Presented by Cambium Consulting & Engineering and Peterborough Optometric and supported by the City of Peterborough, Sweat is the New Stages’ final production of the 2022-23 season before the summer break.
At the staged reading, New Stages artistic director Mark Wallace will be announcing the plays lined up for New Stages’ 2023-24 season beginning in the fall.
The staged reading of Sweat takes place at 7:30 p.m. on Sunday, June 11th at Market Hall Performing Arts Centre in downtown Peterborough.
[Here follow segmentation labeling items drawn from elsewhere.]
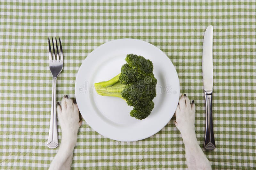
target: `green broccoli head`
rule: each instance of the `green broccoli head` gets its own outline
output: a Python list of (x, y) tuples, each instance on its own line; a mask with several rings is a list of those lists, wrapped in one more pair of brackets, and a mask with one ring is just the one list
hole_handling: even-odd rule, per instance
[[(149, 60), (133, 54), (127, 55), (125, 61), (127, 63), (122, 66), (120, 74), (108, 81), (95, 83), (95, 89), (101, 95), (124, 99), (133, 107), (130, 115), (143, 119), (154, 108), (152, 100), (156, 95), (157, 80), (153, 74), (153, 64)], [(104, 87), (106, 85), (109, 85), (107, 90)]]

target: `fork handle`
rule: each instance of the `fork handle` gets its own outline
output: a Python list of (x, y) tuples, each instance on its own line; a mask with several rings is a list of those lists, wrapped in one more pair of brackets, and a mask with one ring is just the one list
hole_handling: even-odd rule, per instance
[(206, 150), (213, 150), (216, 147), (212, 123), (212, 92), (205, 91), (206, 107), (205, 137), (204, 147)]
[(47, 146), (50, 148), (57, 148), (58, 144), (58, 135), (57, 129), (57, 119), (56, 116), (56, 85), (57, 77), (53, 77), (52, 82), (52, 110), (49, 129), (49, 136)]

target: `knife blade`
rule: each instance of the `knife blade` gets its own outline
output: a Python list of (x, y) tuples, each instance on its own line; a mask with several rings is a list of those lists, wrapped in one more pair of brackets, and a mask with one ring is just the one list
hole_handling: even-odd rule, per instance
[(216, 147), (212, 123), (213, 29), (212, 26), (210, 26), (205, 30), (204, 37), (202, 60), (206, 108), (205, 136), (204, 147), (207, 150), (212, 150)]

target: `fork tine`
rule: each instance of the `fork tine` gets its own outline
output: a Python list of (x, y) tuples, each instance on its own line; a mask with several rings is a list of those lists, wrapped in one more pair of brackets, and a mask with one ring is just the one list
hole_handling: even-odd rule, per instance
[(60, 60), (60, 55), (59, 54), (59, 49), (58, 49), (58, 44), (57, 43), (57, 39), (55, 37), (55, 42), (56, 42), (56, 51), (57, 52), (57, 60)]
[(53, 42), (53, 39), (52, 37), (52, 49), (53, 50), (53, 55), (54, 56), (54, 58), (52, 60), (55, 60), (56, 59), (56, 55), (55, 55), (55, 49), (54, 48), (54, 42)]
[(63, 60), (63, 51), (62, 50), (62, 46), (61, 46), (61, 42), (60, 42), (60, 38), (59, 37), (59, 40), (60, 41), (60, 57), (61, 60)]
[(52, 60), (52, 50), (51, 49), (51, 43), (50, 42), (50, 39), (48, 37), (48, 44), (49, 45), (49, 59)]

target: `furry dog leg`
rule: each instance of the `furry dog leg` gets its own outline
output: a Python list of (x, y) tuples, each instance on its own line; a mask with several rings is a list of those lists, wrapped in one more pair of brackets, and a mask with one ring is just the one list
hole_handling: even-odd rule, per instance
[(76, 102), (64, 95), (60, 106), (58, 102), (58, 117), (62, 132), (61, 143), (50, 165), (50, 170), (70, 169), (73, 152), (76, 144), (77, 132), (82, 124)]
[(181, 95), (175, 112), (175, 125), (181, 134), (188, 169), (212, 169), (209, 161), (197, 143), (195, 130), (196, 107), (186, 95)]

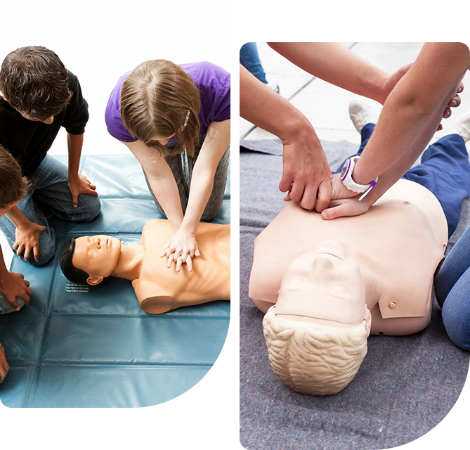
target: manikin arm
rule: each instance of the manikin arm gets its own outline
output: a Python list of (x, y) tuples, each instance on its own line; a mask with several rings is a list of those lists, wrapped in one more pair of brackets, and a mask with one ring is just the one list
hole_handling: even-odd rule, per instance
[(469, 66), (469, 43), (424, 44), (384, 105), (374, 134), (354, 169), (356, 183), (367, 184), (403, 155), (444, 99), (452, 98), (448, 97), (449, 91)]

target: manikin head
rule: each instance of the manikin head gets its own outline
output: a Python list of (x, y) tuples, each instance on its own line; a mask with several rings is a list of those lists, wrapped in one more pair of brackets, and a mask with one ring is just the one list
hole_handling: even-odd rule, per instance
[(359, 370), (370, 324), (359, 264), (325, 241), (291, 262), (264, 317), (273, 370), (295, 391), (337, 394)]
[(97, 235), (69, 239), (60, 252), (60, 267), (74, 283), (94, 285), (110, 276), (121, 255), (121, 241)]

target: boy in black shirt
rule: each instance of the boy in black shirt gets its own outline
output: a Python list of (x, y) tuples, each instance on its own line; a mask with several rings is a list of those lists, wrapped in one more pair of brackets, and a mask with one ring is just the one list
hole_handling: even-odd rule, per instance
[[(0, 217), (26, 195), (30, 184), (16, 160), (0, 146)], [(30, 302), (30, 282), (21, 274), (6, 269), (0, 247), (0, 314), (15, 311)], [(5, 350), (0, 344), (0, 383), (8, 373)]]
[[(7, 55), (0, 70), (0, 145), (32, 187), (0, 217), (0, 229), (27, 262), (44, 264), (56, 251), (54, 230), (40, 203), (65, 220), (87, 221), (99, 214), (96, 186), (78, 173), (88, 118), (78, 79), (53, 51), (28, 46)], [(68, 170), (47, 155), (60, 127), (67, 132)]]

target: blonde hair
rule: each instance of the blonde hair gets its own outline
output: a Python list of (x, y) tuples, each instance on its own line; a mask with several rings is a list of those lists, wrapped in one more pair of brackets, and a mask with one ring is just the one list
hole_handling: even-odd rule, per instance
[[(167, 154), (178, 155), (185, 148), (188, 155), (194, 155), (200, 129), (197, 117), (200, 108), (199, 89), (192, 78), (171, 61), (145, 61), (122, 84), (121, 117), (124, 127), (164, 158)], [(167, 153), (166, 147), (155, 138), (174, 134), (174, 148)]]
[(337, 328), (282, 319), (275, 308), (263, 320), (275, 374), (302, 394), (332, 395), (344, 389), (367, 352), (370, 313), (358, 325)]

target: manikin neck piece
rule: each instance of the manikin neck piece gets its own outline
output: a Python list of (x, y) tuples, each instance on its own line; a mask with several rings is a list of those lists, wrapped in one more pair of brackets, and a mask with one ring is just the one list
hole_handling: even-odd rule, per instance
[(342, 245), (326, 241), (291, 262), (281, 283), (275, 314), (357, 325), (367, 316), (366, 295), (377, 294), (374, 277)]

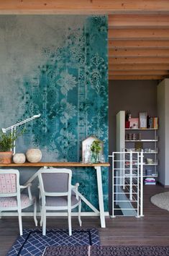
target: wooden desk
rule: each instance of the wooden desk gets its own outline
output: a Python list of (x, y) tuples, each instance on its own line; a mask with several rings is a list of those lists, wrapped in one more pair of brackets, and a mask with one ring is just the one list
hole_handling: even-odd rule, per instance
[[(82, 200), (86, 203), (91, 209), (95, 213), (99, 213), (100, 216), (101, 227), (106, 228), (105, 223), (105, 213), (104, 208), (104, 197), (102, 188), (102, 179), (101, 179), (101, 167), (109, 167), (109, 163), (82, 163), (78, 162), (40, 162), (40, 163), (9, 163), (2, 164), (0, 163), (0, 167), (93, 167), (96, 170), (97, 177), (97, 187), (98, 187), (98, 198), (99, 211), (88, 201), (86, 197), (78, 192)], [(0, 170), (1, 172), (1, 170)], [(31, 183), (38, 176), (38, 171), (24, 184)]]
General admission tickets are $22 ($11 for arts workers, students, or the underwaged), available in person at the Market Hall box office at 140 Charlotte Street from 12 to 5 p.m. Monday to Friday or online anytime at tickets.markethall.org.
Content advisory note: Sweat contains themes of racism and uses words that are offensive and demeaning, including the n-word, and is not recommended for audience members under the age of 14.
kawarthaNOW is proud to be media sponsor of New Stages Theatre Company’s 25th anniversary season.